Over the past few decades, life in America has faltered. There has been, of course, process on several fronts. There are more opportunities for women and minorities than ever (though they still lag behind white men), researchers are making amazing scientific discoveries every day, creativity abounds on stages and in record studios and technology is quickly advancing. But, Steven Brill, author of Tailspin, writes in Time that “key measures of the nation’s public engagement, satisfaction and confidence—voter turnout, knowledge of public-policy issues, faith that the next generation will fare better than the current one, and respect for basic institutions, especially the government—are far below what they were 50 years ago.” He says that in some cases, these measures have reached historic lows.

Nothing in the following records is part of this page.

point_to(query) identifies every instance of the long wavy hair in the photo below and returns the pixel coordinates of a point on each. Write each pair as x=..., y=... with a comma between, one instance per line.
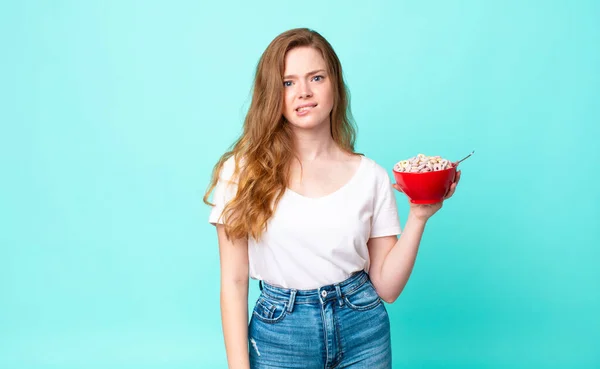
x=264, y=150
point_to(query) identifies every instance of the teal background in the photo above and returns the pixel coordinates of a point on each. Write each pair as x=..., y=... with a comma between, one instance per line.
x=113, y=114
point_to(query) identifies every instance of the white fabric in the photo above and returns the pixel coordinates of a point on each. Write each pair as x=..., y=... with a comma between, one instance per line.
x=312, y=242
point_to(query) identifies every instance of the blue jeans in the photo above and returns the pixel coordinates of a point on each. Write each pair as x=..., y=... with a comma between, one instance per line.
x=344, y=325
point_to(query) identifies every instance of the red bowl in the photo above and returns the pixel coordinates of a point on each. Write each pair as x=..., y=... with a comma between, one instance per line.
x=426, y=187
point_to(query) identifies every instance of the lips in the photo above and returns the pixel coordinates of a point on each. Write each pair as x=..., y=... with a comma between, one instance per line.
x=305, y=107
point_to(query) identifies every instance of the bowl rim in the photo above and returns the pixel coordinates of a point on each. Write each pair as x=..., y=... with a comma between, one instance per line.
x=438, y=171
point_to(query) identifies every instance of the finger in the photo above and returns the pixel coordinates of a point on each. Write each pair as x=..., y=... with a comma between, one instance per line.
x=451, y=191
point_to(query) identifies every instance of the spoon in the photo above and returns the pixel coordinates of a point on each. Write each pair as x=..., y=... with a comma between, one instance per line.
x=466, y=157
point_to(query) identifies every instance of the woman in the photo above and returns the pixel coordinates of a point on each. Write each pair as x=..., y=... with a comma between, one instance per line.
x=316, y=223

Income inequality has soared. The chance of adults in their 30s earning more than their parents dropped to 50 percent from 90 percent just two generations earlier. The American middle class is no longer the world’s richest. Automation and outsourcing have increased. Household debt had grown higher in 2017 than the peak reached in 2008 before the crash. America has the third highest poverty rate among the 35 nations in the Organisation for Economic Co-operation and Development (OECD). America’s airports are an embarrassment, roads and rails are crumbling, and health care and student achievement rank in the middle or worse globally.

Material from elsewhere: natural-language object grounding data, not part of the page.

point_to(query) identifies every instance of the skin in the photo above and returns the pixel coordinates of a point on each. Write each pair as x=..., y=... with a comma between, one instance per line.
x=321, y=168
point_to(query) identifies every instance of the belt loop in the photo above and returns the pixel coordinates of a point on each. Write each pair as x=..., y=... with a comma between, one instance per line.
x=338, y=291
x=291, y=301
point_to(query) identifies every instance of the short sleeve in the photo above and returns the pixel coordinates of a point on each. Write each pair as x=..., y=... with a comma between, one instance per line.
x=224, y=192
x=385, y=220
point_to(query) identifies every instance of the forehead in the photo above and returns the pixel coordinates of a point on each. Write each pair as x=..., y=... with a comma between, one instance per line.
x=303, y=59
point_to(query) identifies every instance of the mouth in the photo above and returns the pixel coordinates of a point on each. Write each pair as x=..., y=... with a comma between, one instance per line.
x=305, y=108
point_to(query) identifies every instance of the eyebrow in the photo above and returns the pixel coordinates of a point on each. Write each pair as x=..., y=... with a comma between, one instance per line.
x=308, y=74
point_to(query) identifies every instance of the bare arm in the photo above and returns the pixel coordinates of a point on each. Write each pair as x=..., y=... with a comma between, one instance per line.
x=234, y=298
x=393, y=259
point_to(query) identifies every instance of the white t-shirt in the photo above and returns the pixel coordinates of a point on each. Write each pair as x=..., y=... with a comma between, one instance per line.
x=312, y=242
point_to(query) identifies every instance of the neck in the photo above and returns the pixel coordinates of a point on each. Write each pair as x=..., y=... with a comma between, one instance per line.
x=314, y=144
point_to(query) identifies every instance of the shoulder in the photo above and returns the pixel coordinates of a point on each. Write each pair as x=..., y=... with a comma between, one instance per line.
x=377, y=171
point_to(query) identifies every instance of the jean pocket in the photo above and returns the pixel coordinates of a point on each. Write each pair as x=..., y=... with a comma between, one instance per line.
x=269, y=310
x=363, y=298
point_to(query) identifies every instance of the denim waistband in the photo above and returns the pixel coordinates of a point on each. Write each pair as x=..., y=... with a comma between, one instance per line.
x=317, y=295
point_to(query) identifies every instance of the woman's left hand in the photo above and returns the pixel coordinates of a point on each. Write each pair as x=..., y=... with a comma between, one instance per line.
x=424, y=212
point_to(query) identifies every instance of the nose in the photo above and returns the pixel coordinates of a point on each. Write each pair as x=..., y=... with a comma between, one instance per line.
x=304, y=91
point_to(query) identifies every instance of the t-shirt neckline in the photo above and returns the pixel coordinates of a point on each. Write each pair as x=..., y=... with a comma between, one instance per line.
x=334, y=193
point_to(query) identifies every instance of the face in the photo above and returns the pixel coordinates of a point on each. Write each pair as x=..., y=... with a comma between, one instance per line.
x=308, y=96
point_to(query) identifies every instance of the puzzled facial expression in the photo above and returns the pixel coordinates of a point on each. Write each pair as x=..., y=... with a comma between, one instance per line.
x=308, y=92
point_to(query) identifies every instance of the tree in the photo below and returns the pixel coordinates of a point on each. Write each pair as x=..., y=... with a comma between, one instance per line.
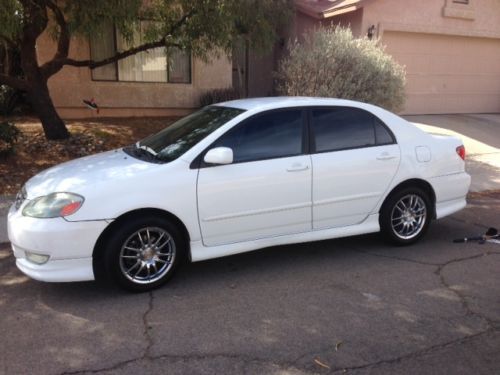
x=331, y=62
x=204, y=27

So how did we fall so low? Brill writes that we should blame the baby boomers. According to him, the most talented and driven Americans used what made the country great—the First Amendment, due process, free markets and free trade, etc.—to win the American dream. But they won it for themselves, and themselves alone. Then, “in a way unprecedented in history,” writes Brill, they consolidated their winnings, outsmarted the forces who tried to rein them in, and “pulled up the ladder” so they could not be challenged, and the generations that followed could not join them.